Clinical history: 78 year old woman with 20-year history of progressive weakness in lower back and thighs, and 2-year history of dysphagia with difficulty projecting voice. Patient has difficulty climbing stairs, rising from sitting/squatting.
What is the diagnosis?
Granulomatous myositis with type 2 fibre atrophy
In addition to the granulomas in the muscle biopsy, there is a general granulomatous distribution of inflammatory infiltrate. The granulomas contain multinucleate giant cells. This condition is most likely linked to sarcoidosis – the most common cause of granulomatous myositis. Some other causes of granulomatous myositis are infectious, Crohn’s disease, graft-versus-host disease, and lymphoma.
In this case, microbiological stains (Ziehl-Neelson, Gram, Grocott, PAS, PAS-D) revealed no micro-organisms. The complete clinical picture does not point to Crohn’s, graft-versus-host disease, or lymphoma.
The granulomatous infiltrate, consisting of lymphocytes and macrophages, is distributed in the peri- and endo-mysium. There is no vasculitis. The myosin ATPase stain shows atrophy of all type 2 fibres.
Sarcoidosis is a systemic disease that is characterised by the presence of non-caseating granulomas in any or many organ systems. Its clinical presentation may vary considerably; nearly any organ system may be involved. However, hilar lymphadenopathy or lung involvement is seen in chest x-rays in greater than 90 % of cases.
The aetiology of sarcoidosis is unknown. There is some suggestion that it may be a disease of disordered immune regulation in genetically predisposed individuals who are exposed to certain environmental agents.
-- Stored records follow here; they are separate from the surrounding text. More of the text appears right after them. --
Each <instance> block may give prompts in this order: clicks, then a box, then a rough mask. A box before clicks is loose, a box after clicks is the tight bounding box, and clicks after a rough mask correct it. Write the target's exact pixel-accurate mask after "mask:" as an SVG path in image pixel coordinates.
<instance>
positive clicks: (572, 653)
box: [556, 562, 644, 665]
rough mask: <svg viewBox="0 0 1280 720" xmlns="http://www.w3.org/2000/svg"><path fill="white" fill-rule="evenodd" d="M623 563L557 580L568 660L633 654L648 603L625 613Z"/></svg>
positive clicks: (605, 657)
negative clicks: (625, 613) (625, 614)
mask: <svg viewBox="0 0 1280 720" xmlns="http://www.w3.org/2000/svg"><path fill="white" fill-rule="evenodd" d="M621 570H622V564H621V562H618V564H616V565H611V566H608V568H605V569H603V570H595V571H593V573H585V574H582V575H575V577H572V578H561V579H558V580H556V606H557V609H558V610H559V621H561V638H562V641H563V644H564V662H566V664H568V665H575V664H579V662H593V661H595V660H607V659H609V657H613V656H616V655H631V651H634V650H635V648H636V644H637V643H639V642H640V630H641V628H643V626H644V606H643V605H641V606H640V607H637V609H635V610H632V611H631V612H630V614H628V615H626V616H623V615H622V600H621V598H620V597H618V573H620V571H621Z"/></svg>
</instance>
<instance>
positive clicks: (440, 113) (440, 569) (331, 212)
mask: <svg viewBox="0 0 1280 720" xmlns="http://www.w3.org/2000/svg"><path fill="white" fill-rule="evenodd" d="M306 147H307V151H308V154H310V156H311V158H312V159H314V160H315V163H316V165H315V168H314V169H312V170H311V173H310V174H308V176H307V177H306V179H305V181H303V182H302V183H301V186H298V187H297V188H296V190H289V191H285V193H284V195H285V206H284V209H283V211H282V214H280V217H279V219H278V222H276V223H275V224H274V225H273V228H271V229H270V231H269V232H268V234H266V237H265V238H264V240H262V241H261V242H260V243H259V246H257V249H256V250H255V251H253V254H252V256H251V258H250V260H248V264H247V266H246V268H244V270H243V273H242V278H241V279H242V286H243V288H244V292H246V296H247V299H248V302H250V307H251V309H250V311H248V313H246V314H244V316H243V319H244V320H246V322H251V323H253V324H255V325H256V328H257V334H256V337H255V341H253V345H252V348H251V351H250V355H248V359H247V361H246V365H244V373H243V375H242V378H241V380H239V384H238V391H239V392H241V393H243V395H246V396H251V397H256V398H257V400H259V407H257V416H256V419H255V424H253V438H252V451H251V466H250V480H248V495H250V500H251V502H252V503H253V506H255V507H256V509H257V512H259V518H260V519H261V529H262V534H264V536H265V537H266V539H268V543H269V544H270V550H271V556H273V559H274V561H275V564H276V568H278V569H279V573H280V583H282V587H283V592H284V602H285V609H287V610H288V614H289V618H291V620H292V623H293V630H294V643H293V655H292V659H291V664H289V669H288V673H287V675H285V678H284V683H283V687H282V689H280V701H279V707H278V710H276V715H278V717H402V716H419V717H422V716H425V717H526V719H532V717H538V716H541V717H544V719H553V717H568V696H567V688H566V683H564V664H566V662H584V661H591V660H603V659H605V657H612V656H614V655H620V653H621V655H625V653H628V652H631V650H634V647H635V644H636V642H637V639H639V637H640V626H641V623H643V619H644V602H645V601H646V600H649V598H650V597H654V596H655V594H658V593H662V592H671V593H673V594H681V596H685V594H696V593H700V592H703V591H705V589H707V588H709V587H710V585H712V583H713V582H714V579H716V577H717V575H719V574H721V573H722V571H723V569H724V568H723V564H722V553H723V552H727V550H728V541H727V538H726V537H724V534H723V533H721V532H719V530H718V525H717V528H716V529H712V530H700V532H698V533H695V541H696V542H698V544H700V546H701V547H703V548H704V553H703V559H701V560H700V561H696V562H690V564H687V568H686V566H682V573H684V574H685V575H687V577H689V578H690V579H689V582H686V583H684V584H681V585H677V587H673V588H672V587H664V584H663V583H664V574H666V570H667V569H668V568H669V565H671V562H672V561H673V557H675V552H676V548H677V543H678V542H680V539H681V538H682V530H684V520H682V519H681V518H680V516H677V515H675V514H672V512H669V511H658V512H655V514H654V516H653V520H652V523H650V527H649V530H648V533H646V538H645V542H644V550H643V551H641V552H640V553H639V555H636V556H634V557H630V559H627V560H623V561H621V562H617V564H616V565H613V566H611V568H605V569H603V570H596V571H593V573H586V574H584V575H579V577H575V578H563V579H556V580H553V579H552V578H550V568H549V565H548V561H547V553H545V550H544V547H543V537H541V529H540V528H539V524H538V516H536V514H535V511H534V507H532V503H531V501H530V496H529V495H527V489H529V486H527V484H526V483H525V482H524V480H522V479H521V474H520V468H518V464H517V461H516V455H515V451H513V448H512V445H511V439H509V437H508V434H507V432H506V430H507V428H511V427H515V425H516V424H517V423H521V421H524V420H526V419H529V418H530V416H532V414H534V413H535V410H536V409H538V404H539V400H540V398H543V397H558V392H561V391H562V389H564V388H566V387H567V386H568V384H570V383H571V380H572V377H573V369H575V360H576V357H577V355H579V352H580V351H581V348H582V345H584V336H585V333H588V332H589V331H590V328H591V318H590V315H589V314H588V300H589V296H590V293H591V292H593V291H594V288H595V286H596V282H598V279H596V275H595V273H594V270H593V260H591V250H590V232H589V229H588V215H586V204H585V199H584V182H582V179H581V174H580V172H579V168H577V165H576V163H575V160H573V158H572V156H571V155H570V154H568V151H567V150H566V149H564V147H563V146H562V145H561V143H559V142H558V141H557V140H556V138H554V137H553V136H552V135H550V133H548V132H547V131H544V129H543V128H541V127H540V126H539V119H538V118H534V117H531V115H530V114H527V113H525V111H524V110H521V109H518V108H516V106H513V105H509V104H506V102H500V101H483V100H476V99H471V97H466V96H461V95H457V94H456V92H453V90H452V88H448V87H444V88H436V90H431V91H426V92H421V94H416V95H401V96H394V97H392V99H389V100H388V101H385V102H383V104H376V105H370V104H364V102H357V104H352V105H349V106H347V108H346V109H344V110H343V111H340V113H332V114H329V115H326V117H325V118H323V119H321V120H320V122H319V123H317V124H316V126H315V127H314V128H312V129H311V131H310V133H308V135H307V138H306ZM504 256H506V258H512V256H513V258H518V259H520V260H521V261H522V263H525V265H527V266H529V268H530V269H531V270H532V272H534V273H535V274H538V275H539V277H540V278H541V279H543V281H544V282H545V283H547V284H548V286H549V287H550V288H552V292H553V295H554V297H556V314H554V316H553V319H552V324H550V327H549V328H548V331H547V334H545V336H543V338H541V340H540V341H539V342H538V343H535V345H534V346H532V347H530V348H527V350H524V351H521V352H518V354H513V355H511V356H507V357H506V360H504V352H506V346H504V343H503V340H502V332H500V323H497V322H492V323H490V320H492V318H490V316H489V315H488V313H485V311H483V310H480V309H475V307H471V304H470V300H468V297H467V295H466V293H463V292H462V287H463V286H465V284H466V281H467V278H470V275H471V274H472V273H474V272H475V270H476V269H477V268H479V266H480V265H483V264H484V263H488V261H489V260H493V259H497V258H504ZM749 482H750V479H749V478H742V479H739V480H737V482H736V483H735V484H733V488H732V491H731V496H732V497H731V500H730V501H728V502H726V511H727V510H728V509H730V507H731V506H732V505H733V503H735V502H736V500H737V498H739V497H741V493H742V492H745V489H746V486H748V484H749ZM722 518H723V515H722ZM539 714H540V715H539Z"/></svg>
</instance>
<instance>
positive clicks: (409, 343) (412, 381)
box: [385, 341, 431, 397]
Immunologically, the disease process of sarcoidosis is driven by CD4+ T-helper cells. Systemic increases of T-cell-derived cytokines (IL-2, INF-gamma) to promote T-cell expansion and macrophage activation, as well as localised increases in cytokines (IL-8, TNF, etc) to recruit additional T-cells, are all seen. Genetically, there seems to familial and racial clustering of cases, and association with certain HLA genotypes. Environmental factors have been argued but not definitively proven.
The world-wide incidence for sarcoidosis is 20 cases per 100,000 population. Incidence peaks in all persons aged 25-35, and again in women aged 45-65. The male to female ratio is approximately 1:2. Functional impairment results in only about 15-20 % of cases. Mortality is less than 5 % for untreated cases.
Histologically, involved tissues show non-caseating granulomas composed of aggregates of tightly clustered epithelioid histocytes, often with Langhans or foreign body-type giant cells. Remotely formed granulomas may be encased in fibrous rims or replaced by hyaline scar.
Pathologic involvement of every organ has been cited. While often asymptomatic and under-identified, occult sarcoid myositis may be indicated by muscle weakness, aches, tenderness, and fatigue.